The assignment, initially funded by the Department of Energy, became more urgent after 9/11. Responding to multiple terrorist threats, the government tasked He and his team of Ph.D. graduate students with developing advanced nuclear detectors to determine the precise location and identity of nuclear materials that may be smuggled between countries or used to produce dirty bombs.
The research effort was especially challenging because conventional gamma ray detection devices (using high-purity germanium) are bulky and must be cooled to -200 degrees Celsius (-328 degrees Fahrenheit), often using liquid nitrogen.
“All nuclear materials emit gamma rays — as do many building materials like masonry and cinder blocks, due to minute amounts of radioactive material in the ground,” says He, professor of nuclear engineering and radiological sciences at U-M’s College of Engineering.
“We needed to find a way to detect very accurately, for example, the unique gamma-ray spectrum of uranium-235 or plutonium-239, which are unique signatures of special nuclear materials for weapons use.”
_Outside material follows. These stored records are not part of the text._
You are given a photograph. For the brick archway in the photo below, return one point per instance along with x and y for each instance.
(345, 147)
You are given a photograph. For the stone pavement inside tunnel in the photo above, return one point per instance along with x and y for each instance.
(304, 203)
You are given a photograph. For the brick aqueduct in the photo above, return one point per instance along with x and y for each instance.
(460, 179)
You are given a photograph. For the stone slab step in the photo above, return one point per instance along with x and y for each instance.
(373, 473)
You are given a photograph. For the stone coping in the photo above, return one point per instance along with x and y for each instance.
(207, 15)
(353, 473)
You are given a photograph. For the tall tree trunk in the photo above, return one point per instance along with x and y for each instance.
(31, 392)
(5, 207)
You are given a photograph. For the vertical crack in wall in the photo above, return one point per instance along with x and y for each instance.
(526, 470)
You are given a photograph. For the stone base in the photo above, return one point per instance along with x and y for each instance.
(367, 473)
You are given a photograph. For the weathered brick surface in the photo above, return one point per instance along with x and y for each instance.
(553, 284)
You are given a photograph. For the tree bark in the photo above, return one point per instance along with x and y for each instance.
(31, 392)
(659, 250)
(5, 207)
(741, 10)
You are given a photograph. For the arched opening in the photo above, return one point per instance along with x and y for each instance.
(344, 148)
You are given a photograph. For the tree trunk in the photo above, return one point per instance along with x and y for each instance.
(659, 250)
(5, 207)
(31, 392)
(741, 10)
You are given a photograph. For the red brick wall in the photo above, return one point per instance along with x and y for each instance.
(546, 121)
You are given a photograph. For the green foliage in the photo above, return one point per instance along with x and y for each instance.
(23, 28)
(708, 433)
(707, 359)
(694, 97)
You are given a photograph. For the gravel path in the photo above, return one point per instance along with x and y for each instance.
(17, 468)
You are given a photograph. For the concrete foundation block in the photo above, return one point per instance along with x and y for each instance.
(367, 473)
Due to technical advances — He says a good analogy is comparing the power of today’s cell phones with desktop computers from 10 years ago — the U-M team just delivered its first gamma-ray detection prototype to the Defense Department.
Called Polaris, U-M’s semiconductor-based gamma-ray imaging detector is roughly one square foot in size. The metal-encased device includes two optical imaging cameras, 18 advanced gamma-ray sensors, a small array of electronic circuitry, and two miniature cooling fans.